France’s efforts to pass a 2025 budget have descended into disarray, with lawmakers from across the political spectrum flooding parliament with conflicting tax amendments that threaten to derail Prime Minister Sébastien Lecornu’s deficit-reduction plans.
The government is racing to finalize the budget before the end of the year, but mounting political discord and time pressure have turned the process into a parliamentary deadlock.
A Chaotic Fiscal Debate
Debate in the National Assembly over the tax component of the budget has become increasingly messy. Lawmakers are attempting to process hundreds of amendments — many of them contradictory — before moving on to the 2026 welfare budget and planned spending cuts.
Among the most contentious proposals:
- A 2% tax on holding companies, initially proposed by Lecornu to appeal to left-wing parties, was weakened after pushback.
- The property tax introduced when President Emmanuel Macron abolished the wealth tax in 2017 has been modified to include yachts, but main residences will be exempt.
- An “exit tax” on fiscal exiles, previously scrapped by Macron, has been reinstated by opposition amendments.
Economy minister Roland Lescure has cautioned against what he called “fiscal sorcery,” warning that some measures could breach France’s constitution. Despite this, opposition parties are declaring early victories over the inclusion of new levies on the wealthy.
A Tightening Deadline
The government’s goal of passing the budget through both the Assemblée Nationale and the Senate before Christmas now appears increasingly unrealistic. Failure to do so could plunge the country back into political turmoil, just months after Lecornu became France’s third prime minister in a year.

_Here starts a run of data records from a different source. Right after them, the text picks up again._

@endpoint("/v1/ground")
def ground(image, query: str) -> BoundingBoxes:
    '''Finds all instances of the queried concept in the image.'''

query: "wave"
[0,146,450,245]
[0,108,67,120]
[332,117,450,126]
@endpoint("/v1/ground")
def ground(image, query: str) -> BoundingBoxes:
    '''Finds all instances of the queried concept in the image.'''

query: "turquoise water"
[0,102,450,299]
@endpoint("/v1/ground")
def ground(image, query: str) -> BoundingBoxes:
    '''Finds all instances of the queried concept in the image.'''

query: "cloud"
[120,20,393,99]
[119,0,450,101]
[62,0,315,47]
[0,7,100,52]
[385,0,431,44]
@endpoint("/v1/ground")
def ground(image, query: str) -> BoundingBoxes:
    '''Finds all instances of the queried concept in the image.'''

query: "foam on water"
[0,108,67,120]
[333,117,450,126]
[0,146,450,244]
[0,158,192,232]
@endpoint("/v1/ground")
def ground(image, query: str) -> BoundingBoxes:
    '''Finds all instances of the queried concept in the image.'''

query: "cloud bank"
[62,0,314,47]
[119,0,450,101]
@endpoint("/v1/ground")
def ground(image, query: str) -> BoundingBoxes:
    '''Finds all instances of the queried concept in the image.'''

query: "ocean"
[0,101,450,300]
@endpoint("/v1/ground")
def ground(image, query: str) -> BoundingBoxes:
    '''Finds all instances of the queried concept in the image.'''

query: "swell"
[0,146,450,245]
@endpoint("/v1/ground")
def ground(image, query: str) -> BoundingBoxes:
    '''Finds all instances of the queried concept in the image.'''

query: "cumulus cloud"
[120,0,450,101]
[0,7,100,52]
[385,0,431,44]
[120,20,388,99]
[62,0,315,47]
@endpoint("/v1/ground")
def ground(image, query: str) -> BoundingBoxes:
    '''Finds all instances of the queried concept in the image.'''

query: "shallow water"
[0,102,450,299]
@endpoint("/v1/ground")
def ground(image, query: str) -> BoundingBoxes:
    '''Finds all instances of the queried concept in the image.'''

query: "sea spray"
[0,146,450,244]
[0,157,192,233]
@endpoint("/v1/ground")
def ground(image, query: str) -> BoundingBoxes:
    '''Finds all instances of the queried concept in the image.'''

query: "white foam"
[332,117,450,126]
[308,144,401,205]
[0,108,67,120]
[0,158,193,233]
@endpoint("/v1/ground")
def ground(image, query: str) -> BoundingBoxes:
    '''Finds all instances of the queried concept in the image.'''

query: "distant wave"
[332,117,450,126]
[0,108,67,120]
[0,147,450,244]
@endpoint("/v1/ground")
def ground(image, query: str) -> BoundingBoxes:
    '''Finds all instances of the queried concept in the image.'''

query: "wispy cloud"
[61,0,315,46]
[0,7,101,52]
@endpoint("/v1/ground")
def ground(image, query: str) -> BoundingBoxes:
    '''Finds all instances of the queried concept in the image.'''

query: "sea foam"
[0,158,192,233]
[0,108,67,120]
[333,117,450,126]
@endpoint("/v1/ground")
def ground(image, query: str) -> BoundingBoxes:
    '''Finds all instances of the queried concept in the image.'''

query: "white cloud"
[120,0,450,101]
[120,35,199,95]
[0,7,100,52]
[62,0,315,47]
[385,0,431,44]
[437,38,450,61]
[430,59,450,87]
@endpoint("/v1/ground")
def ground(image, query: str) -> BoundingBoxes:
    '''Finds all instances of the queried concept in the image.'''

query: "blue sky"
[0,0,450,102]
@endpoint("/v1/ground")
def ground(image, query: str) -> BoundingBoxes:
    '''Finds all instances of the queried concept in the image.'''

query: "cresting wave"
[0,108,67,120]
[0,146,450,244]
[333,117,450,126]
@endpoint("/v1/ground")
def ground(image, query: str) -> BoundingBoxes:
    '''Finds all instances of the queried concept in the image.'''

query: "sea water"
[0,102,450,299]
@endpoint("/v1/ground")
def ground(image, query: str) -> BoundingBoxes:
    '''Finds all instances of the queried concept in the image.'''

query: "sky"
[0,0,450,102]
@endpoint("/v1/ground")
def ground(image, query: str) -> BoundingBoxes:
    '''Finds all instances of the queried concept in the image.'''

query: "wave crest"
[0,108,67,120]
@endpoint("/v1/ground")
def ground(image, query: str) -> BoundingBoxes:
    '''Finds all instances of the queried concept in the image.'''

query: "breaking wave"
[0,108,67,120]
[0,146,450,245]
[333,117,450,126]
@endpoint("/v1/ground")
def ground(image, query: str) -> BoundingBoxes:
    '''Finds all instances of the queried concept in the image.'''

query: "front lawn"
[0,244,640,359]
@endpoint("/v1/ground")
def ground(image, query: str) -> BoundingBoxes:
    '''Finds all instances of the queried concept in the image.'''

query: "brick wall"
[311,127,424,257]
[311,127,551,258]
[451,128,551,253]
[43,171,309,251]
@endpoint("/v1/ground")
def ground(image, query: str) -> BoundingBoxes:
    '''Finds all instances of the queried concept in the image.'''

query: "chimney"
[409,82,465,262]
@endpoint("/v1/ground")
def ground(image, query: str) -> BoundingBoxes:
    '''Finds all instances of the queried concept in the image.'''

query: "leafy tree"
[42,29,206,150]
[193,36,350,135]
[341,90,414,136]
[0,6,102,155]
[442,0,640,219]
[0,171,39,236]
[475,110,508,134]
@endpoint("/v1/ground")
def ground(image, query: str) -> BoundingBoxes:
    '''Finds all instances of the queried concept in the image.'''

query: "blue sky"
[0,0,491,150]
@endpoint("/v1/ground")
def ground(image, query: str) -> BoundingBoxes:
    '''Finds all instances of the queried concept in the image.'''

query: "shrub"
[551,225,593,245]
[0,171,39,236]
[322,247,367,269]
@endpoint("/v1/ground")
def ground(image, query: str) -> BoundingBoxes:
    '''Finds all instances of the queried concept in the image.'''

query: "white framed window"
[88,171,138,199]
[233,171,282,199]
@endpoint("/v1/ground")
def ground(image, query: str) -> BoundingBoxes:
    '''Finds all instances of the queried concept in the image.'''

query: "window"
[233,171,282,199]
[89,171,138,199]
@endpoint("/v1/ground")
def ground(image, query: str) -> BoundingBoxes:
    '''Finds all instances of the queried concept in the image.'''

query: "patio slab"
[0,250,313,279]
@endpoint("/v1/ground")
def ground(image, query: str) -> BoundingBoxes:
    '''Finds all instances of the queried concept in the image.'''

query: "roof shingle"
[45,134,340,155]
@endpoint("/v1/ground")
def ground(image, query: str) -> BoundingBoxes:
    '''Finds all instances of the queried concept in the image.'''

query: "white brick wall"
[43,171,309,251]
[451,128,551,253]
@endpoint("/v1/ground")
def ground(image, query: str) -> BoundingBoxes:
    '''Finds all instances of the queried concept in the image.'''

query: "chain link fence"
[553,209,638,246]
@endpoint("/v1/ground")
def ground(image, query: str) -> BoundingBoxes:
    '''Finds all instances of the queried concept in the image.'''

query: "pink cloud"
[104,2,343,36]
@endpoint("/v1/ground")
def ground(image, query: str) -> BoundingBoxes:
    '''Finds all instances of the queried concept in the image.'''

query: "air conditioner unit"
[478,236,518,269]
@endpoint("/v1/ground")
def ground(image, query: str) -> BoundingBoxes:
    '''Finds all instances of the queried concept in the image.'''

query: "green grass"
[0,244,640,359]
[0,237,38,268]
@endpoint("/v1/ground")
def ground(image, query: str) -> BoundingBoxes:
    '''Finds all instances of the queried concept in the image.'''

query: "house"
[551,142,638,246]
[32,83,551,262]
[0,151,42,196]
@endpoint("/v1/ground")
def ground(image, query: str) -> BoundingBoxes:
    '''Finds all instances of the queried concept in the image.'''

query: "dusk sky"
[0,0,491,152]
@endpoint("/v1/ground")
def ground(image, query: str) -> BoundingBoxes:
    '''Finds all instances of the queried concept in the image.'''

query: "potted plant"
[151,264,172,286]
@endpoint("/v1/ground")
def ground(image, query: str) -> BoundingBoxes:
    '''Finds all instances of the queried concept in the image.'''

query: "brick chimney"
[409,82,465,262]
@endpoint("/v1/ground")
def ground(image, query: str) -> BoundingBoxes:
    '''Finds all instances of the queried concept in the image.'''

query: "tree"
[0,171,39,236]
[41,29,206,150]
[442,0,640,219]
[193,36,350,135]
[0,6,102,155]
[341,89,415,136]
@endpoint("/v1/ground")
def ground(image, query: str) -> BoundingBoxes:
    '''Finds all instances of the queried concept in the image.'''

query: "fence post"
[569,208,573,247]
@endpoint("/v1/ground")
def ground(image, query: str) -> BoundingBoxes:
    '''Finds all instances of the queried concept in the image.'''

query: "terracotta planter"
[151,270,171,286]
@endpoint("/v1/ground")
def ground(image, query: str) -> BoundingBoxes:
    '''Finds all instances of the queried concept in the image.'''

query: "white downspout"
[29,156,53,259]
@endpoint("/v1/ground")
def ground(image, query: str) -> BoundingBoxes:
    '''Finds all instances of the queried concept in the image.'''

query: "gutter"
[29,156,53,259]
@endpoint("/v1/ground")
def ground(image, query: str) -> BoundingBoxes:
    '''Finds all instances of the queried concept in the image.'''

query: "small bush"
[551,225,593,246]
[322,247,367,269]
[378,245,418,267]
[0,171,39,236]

If no agreement is reached, Lecornu retains the option of invoking Article 49.3, which allows him to push the budget through by decree — the so-called “nuclear option.” However, such a move would likely alienate opposition parties and strain relations with the Socialists, who have so far provided limited support to his government.
Socialists Seek a Compromise
Socialist Party leader Olivier Faure signaled late Monday that his party remains open to compromise, telling BFMTV he sees a “narrow path” toward a year-end agreement if the government shows flexibility.
Still, the atmosphere in parliament suggests that cooperation will be difficult. With France’s public debt above 110% of GDP and Brussels urging tighter fiscal discipline, Lecornu’s €30 billion package of spending cuts and tax hikes hangs in the balance — caught between ideological divides and an increasingly fragmented legislature.
Broader Economic Context
The budget impasse comes as OECD research shows that labour migration to advanced economies — including France — fell by 4% in 2024, following stricter visa policies and softer job markets. Meanwhile, the EU is also wrestling with a new proposal to raise the delay threshold for flight compensation, a move consumer groups warn could lead to more late flights.
If France’s government fails to secure parliamentary approval, the political consequences could be severe — both for Lecornu’s fragile coalition and for President Macron’s broader reform agenda, already weakened by months of unrest and policy fatigue.
As one parliamentary observer noted: “The problem isn’t just the deficit — it’s that no one agrees on how to fix it.”